AEO Glossary

    llms.txt

    Updated May 19, 20263 min read

    llms.txt is a proposed plain-text file at the root of a site. It gives large language models a curated, machine-readable map of the pages that matter most.

    llms.txt is a proposed standard for a plain-text file served at the root of a website (for example, https://example.com/llms.txt) that gives large language models a curated, human-readable map of the most important content on the site. It is to LLMs roughly what sitemap.xml is to search engines — but optimised for context windows, not crawlers.

    Why llms.txt exists

    Modern AI systems often have to summarise a site from a single page or a small set of fetched URLs. Marketing chrome, navigation, cookie banners and JavaScript-rendered widgets can crowd out the substance. A site's most useful content for an LLM — its documentation, definitions, pricing, comparisons — is rarely the easiest to extract from raw HTML.

    llms.txt addresses this by letting the publisher hand-write a markdown index that points the model directly at clean, canonical resources. It is an editorial tool, not a permission tool.

    What llms.txt looks like

    The file is markdown-flavoured. A typical structure starts with the site's name as an H1, a short description, and one or more sections of links with brief annotations:

    # Example Co
    > Open-source platform for X.
    
    ## Docs
    - [Getting started](https://example.com/docs/start): five-minute setup
    - [API reference](https://example.com/docs/api): endpoints, auth, rate limits
    
    ## Product
    - [Pricing](https://example.com/pricing): plans and add-ons
    

    An optional llms-full.txt can hold the full text of those resources concatenated into a single file, ready to drop into a model's context window.

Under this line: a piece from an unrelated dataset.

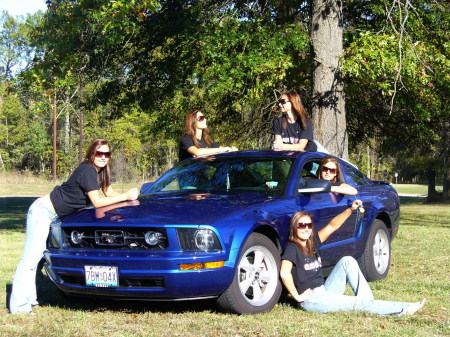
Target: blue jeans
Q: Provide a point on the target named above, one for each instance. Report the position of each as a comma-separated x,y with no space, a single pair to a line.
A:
23,295
329,297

    llms.txt vs. robots.txt vs. sitemap.xml

    FileAudiencePurposeFormat
    robots.txtCrawlersAllow / disallow accessPlain text directives
    sitemap.xmlSearch enginesList every indexable URLStructured XML
    llms.txtLLMs and AI agentsCurate the most useful contentMarkdown index

    Does it actually work?

    llms.txt is an emerging standard. Major AI vendors have not formally committed to consuming it, but several agentic frameworks, code assistants, and research tools already check for it when summarising or indexing a domain. The cost of implementation is low — a handful of lines of markdown — and the upside is a higher-fidelity representation of your site when an AI system needs one.

    How to implement llms.txt

    • Author /llms.txt as a curated markdown index, not a dump of every URL
    • List your strongest evergreen content first: docs, definitions, comparison pages
    • Annotate each link in plain English so a model can pick the right one without fetching
    • Optionally publish /llms-full.txt with the full text of those resources concatenated
    • Serve both files with Content-Type: text/plain and a long cache lifetime

    Frequently asked questions

    Does llms.txt replace robots.txt?

    No. robots.txt still controls crawler access. llms.txt assumes a model has already chosen to read your site and helps it find the best content.

    Is llms.txt the same as ai.txt?

    No. ai.txt is an alternative permission-style proposal focused on training opt-outs. llms.txt is a content discovery file. The two can coexist.

    Will it improve my AI search visibility?

    It can — particularly for agents and code assistants that fetch a single URL to summarise a brand. It is not a substitute for sound technical SEO, structured data, or earning citations through quality content.